Don Strong, Patrouillenleiter,

	
Ohr:

"Stimmten Sie für mich?"

Er nickte.

"Nun, schneiden Sie es aus. Nächste Malwahl für sich."

Don schüttelte seinen Kopf langsam. Diese Sache der Abstimmung denn sich machte nicht
Aufruf.

"Wenn Sie für mich" stimmen, sagte Andy scharf, wird "dies ein Band bis es sein das
Kühe kommen nach Hause. Seien Sie kein Dummkopf. Tim stimmt für sich."

Immer noch war Don unentschieden. Außerdem, er konnte nicht über das Wunder davon bekommen
das Finden von sich mit drei Stimmen.

"Wie über einem Mann, der für Präsidenten der Vereinigten Staaten kandidiert?" Andy
bestanden. "Glauben Sie, daß er für seinen Gegner stimmt?"

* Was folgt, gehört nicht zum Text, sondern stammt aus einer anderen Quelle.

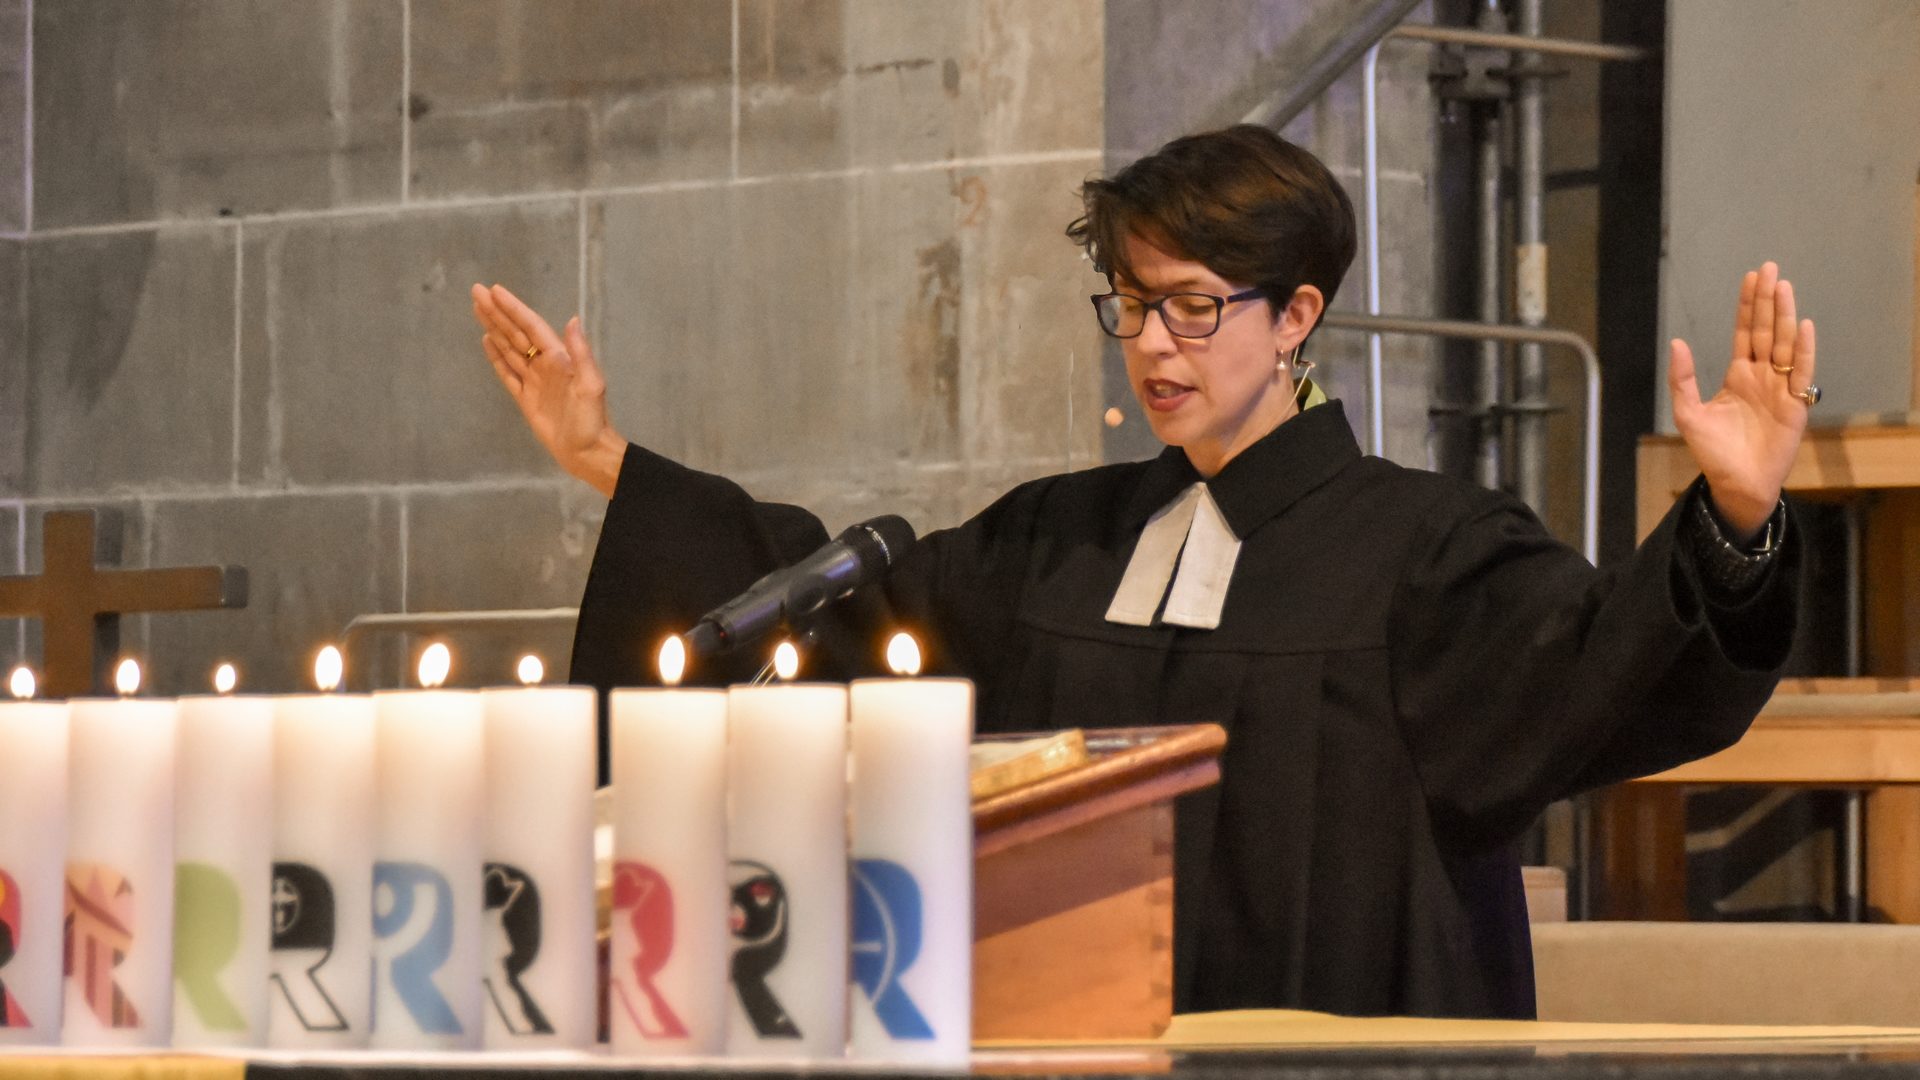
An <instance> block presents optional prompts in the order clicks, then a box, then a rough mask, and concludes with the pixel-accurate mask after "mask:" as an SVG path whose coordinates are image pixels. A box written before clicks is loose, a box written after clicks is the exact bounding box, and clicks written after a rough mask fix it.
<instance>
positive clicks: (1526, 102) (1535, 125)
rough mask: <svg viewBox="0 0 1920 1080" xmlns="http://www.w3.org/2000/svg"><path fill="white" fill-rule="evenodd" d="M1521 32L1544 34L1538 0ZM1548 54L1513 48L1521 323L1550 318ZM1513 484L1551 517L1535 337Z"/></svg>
mask: <svg viewBox="0 0 1920 1080" xmlns="http://www.w3.org/2000/svg"><path fill="white" fill-rule="evenodd" d="M1517 29H1519V33H1521V35H1526V37H1534V38H1538V37H1540V29H1542V27H1540V0H1519V27H1517ZM1540 69H1542V60H1540V56H1536V54H1530V52H1528V54H1515V75H1513V100H1515V110H1513V111H1515V117H1513V119H1515V154H1513V156H1515V177H1513V196H1515V198H1513V202H1515V221H1513V306H1515V321H1519V323H1521V325H1523V327H1544V325H1546V321H1548V244H1546V223H1544V208H1546V86H1542V71H1540ZM1513 398H1515V413H1517V417H1515V430H1513V490H1515V494H1519V496H1521V500H1523V502H1524V503H1526V505H1530V507H1534V513H1538V515H1542V517H1546V511H1548V407H1549V405H1551V402H1549V400H1548V363H1546V352H1544V350H1542V348H1540V346H1536V344H1523V346H1521V350H1519V361H1517V363H1515V386H1513Z"/></svg>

"Wir sind bereit, sagte Herr Wall, wieder abzustimmen."

"Gefolge auf", sagte Andy.

Don wußte nicht was, zu machen.  Es gab keine Verwendung als es, für Andy zu stimmen. Alex
würden Sie die Stelle nicht nehmen, und Bobbie Brown war insgesamt zu jung ein
Pfadfinder. Was sollte er machen?

"Assistent Patrouillenleiter Ford" genannt der Gruppenführer.

Don, in Verzweiflung, schrieb seinen eigenen Namen.

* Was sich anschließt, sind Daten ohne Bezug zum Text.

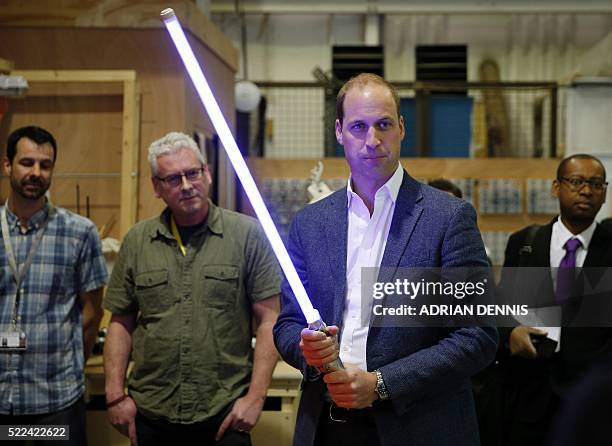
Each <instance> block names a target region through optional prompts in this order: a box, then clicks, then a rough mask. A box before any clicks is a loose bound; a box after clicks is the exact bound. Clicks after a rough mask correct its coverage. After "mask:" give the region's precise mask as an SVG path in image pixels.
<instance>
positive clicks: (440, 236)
mask: <svg viewBox="0 0 612 446" xmlns="http://www.w3.org/2000/svg"><path fill="white" fill-rule="evenodd" d="M347 218H348V216H347V196H346V188H343V189H341V190H339V191H337V192H335V193H334V194H332V195H330V196H329V197H327V198H325V199H323V200H321V201H319V202H316V203H314V204H312V205H310V206H307V207H305V208H304V209H302V210H301V211H299V212H298V213H297V214H296V216H295V218H294V220H293V222H292V224H291V228H290V234H289V246H288V249H289V254H290V255H291V258H292V260H293V262H294V265H295V267H296V269H297V271H298V274H299V275H300V278H301V279H302V281H303V283H304V286H305V288H306V291H307V292H308V295H309V296H310V298H311V300H312V303H313V305H314V307H315V308H317V309H318V310H319V312H320V314H321V317H322V319H323V320H324V321H325V322H326V323H327V324H328V325H338V326H341V323H342V314H343V311H344V304H345V296H346V256H347V253H346V251H347ZM381 266H391V267H393V266H402V267H439V266H457V267H459V266H478V267H486V266H487V259H486V254H485V250H484V246H483V243H482V239H481V237H480V232H479V231H478V228H477V225H476V213H475V211H474V208H473V207H472V206H471V205H470V204H468V203H466V202H465V201H462V200H459V199H456V198H454V197H451V196H450V195H448V194H446V193H445V192H441V191H439V190H436V189H433V188H431V187H429V186H425V185H423V184H421V183H418V182H417V181H415V180H414V179H413V178H412V177H410V176H409V175H408V174H407V173H406V172H404V177H403V180H402V185H401V188H400V191H399V195H398V197H397V202H396V205H395V211H394V215H393V219H392V222H391V228H390V231H389V236H388V239H387V244H386V248H385V252H384V254H383V259H382V262H381ZM385 280H386V279H385V278H381V277H379V281H385ZM305 326H306V321H305V319H304V316H303V315H302V313H301V311H300V309H299V307H298V305H297V302H296V300H295V297H294V296H293V293H292V291H291V289H290V287H289V285H288V283H287V282H286V281H285V282H284V283H283V286H282V309H281V314H280V316H279V318H278V321H277V323H276V325H275V327H274V339H275V343H276V346H277V348H278V351H279V352H280V354H281V356H282V357H283V359H284V360H285V361H286V362H288V363H289V364H291V365H292V366H294V367H296V368H297V369H299V370H301V371H302V373H303V374H304V380H303V382H302V396H301V400H300V406H299V410H298V415H297V423H296V428H295V434H294V441H293V443H294V445H300V446H302V445H304V446H305V445H308V446H310V445H312V444H313V442H314V438H315V433H316V429H317V424H318V420H319V416H320V413H321V409H322V407H323V403H324V394H325V391H326V387H325V383H323V381H322V380H321V379H320V378H318V379H317V378H316V377H314V376H313V374H312V372H311V371H310V370H311V369H310V368H309V367H307V365H306V363H305V361H304V358H303V356H302V354H301V351H300V348H299V341H300V331H301V330H302V329H303V328H304V327H305ZM496 348H497V331H496V330H495V329H494V328H478V327H473V328H399V327H383V328H376V327H370V331H369V334H368V340H367V346H366V359H367V367H368V371H372V370H375V369H379V370H380V371H381V373H382V375H383V377H384V380H385V383H386V385H387V388H388V390H389V393H390V395H391V398H390V399H389V400H386V401H383V402H380V401H378V402H376V403H375V404H374V406H373V411H374V416H375V419H376V425H377V428H378V433H379V435H380V439H381V444H382V445H385V446H386V445H406V444H409V445H411V446H419V445H423V446H425V445H427V446H433V445H440V446H442V445H444V446H446V445H450V444H452V445H454V446H458V445H459V446H461V445H465V446H474V445H478V444H479V438H478V427H477V424H476V416H475V411H474V402H473V397H472V391H471V384H470V376H471V375H473V374H474V373H476V372H478V371H479V370H481V369H483V368H484V367H485V366H487V365H488V364H489V363H490V362H491V361H492V360H493V358H494V356H495V351H496Z"/></svg>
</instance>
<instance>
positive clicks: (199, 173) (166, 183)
mask: <svg viewBox="0 0 612 446" xmlns="http://www.w3.org/2000/svg"><path fill="white" fill-rule="evenodd" d="M203 172H204V168H203V167H199V168H197V169H189V170H186V171H185V172H179V173H174V174H172V175H167V176H165V177H163V178H162V177H156V178H157V179H158V180H159V181H161V182H163V183H166V185H167V186H169V187H177V186H179V185H181V184H182V183H183V177H185V179H186V180H187V181H189V182H190V183H194V182H196V181H198V180H199V179H200V178H202V173H203Z"/></svg>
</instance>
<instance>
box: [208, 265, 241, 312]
mask: <svg viewBox="0 0 612 446" xmlns="http://www.w3.org/2000/svg"><path fill="white" fill-rule="evenodd" d="M202 272H203V275H204V293H203V298H204V300H205V302H206V304H208V305H210V306H212V307H217V308H219V307H228V306H234V305H235V303H236V299H237V298H238V278H239V274H238V267H237V266H236V265H207V266H205V267H204V268H203V270H202Z"/></svg>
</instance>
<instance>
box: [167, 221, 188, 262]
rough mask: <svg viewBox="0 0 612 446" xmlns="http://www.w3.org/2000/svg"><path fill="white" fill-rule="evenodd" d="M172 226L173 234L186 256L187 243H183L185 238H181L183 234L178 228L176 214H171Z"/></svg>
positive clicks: (171, 224) (181, 250)
mask: <svg viewBox="0 0 612 446" xmlns="http://www.w3.org/2000/svg"><path fill="white" fill-rule="evenodd" d="M170 228H171V229H172V235H173V236H174V238H175V239H176V241H177V242H178V244H179V248H180V249H181V252H182V253H183V257H185V256H186V255H187V252H186V251H185V245H183V239H182V238H181V234H180V233H179V232H178V228H177V227H176V222H175V221H174V215H171V216H170Z"/></svg>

Diese Zeit, als die Patrouillenleiter das Ergebnis, sie, die gesetzt werden, Herr Mauer brachten,
der Hut aus dem Weg, und die Truppe wußte, daß es nicht gebraucht werden würde,
wieder.

"Gehen Sie auf Erkundung Lally, Herr Wall las,", "drei Stimmen,;  Pfadfinder Starkes, vier Stimmen,,
Pfadfinder Strong wird Patrouillenleiter der Wölfe gewählt."

Fünf Minuten später war die Versammlung vorbei. Don war formell dadurch salutiert worden
die Füchse und die Bären, und die Streifen eines Patrouillenleiters waren angeheftet worden,
vorübergehend, zu seinem Ärmel. Gespült und begeisterte, und erstaunte immer noch dabei
das Drehungsvermögen hatte genommen, er blickte ungefähr dazu, wo seine eigene Patrouille war,
geerntet. Alles sofort starb das Rauschen seine Wangen aus.

"Als ich Bobbie um seine Wahl" bat, sagte Tim, war "es nicht schön. Aber Sie
konnte die Kerle fragen, könnte Sie nicht?"

"Ich fragte nach niemandem", sagte Don.